The City of Mobile acknowledges in its brief that Ex parte Hilburn states that a judge “shall enter an order dismissing the appeal,” but contends that a prerequisite to the dismissal is that all costs and fines imposed by the Mobile municipal court must first be tendered. The City argues that the record does not indicate that Gormandy tendered payment of the costs and fines imposed by the municipal court when he sought to dismiss his appeal, and, therefore, it argues, the circuit court correctly denied Gormandy's motion to withdraw his appeal. “Where the appellant fails to include pertinent portions of the proceeding in the record on appeal, this court may not presume a fact not shown by the record and make it a ground for reversal.” Carden v. State, 621 So.2d 342, 345 (Ala.Crim.App.1992). It is the appellant's duty to provide this court with a complete record on appeal, and we will not predicate error on a silent record. See Wilson v. State, 727 So.2d 869 (Ala.Crim.App.1998). We cannot determine from the record whether Gormandy has tendered his payment of the costs and fines imposed by the municipal court; therefore, we remand this case to the circuit court to make findings of fact as to whether the costs were tendered.

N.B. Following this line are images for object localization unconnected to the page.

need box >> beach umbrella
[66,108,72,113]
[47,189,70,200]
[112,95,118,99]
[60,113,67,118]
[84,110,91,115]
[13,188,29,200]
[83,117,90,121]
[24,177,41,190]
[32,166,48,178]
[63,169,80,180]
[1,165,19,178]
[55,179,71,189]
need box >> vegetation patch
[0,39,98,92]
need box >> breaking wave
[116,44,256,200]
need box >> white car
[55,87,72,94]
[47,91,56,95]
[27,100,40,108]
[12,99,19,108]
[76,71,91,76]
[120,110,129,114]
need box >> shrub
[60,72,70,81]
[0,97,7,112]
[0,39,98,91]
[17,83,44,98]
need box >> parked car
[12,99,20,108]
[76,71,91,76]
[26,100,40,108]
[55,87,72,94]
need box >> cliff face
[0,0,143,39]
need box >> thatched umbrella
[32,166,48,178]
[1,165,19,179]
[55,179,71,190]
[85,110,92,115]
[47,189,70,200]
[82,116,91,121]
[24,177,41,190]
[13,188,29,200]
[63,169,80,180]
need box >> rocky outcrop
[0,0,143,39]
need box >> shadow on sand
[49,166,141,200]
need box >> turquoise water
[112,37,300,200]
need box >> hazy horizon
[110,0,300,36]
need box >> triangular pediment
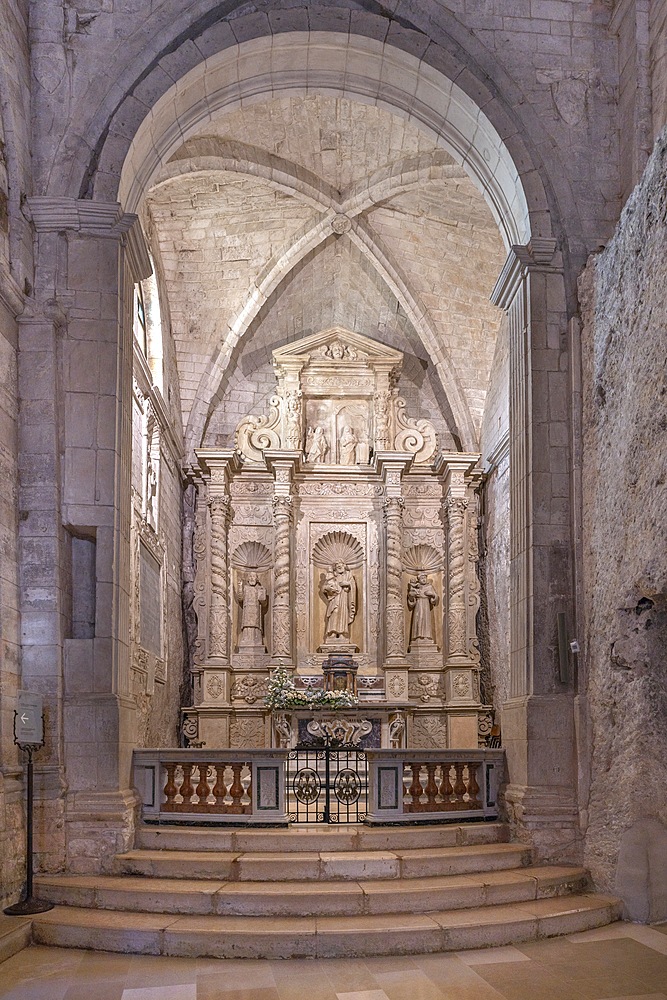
[272,327,403,367]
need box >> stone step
[30,894,622,959]
[0,914,32,964]
[135,821,510,853]
[113,841,533,882]
[35,865,590,917]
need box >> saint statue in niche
[306,425,328,463]
[236,571,268,650]
[338,425,357,464]
[407,572,438,648]
[322,561,357,640]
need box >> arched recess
[76,16,578,861]
[117,32,535,248]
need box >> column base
[64,787,140,874]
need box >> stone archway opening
[33,24,576,869]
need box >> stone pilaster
[491,240,579,858]
[22,198,152,873]
[195,450,241,709]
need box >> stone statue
[306,425,328,463]
[236,571,268,650]
[284,389,302,450]
[407,572,438,648]
[322,561,357,641]
[338,425,357,465]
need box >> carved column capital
[272,495,293,519]
[383,495,405,518]
[445,495,469,521]
[208,493,232,522]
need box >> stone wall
[579,125,667,922]
[650,0,667,136]
[479,315,511,713]
[0,298,22,907]
[0,0,31,910]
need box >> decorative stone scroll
[306,717,373,746]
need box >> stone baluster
[208,494,231,661]
[272,496,293,661]
[180,763,194,808]
[445,493,469,664]
[383,495,405,660]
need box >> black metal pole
[324,737,331,823]
[4,743,53,915]
[26,747,34,901]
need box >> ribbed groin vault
[1,0,667,963]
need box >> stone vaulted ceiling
[143,95,506,455]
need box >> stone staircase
[30,822,621,959]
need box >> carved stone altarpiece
[185,328,484,750]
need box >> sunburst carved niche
[312,531,364,569]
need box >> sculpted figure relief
[306,425,328,463]
[338,425,357,465]
[407,572,438,648]
[236,571,268,650]
[322,562,357,640]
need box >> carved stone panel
[411,714,448,749]
[230,716,266,748]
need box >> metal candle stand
[4,700,54,916]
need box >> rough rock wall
[579,126,667,922]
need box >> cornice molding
[27,197,152,282]
[490,238,560,310]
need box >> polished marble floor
[0,923,666,1000]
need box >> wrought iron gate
[287,740,368,823]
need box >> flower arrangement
[265,664,358,711]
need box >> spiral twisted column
[383,496,405,661]
[208,494,231,661]
[272,496,293,661]
[445,494,469,664]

This cause is remanded to the circuit court for findings of fact regarding the tender of payment of municipal court fines and costs. A return to remand should be filed within 21 days of the release of this opinion.
REMANDED WITH INSTRUCTIONS.*
FOOTNOTE. Note from the reporter of decisions: On December 14, 2001, on return to remand, the Court of Criminal Appeals affirmed, without opinion. On January 11, 2002, that court denied rehearing, without opinion. On March 29, 2002, the Supreme Court denied certiorari review, without opinion (1010871).
McMILLAN, P.J., and SHAW and WISE, JJ., concur. BASCHAB, J., concurs in the result.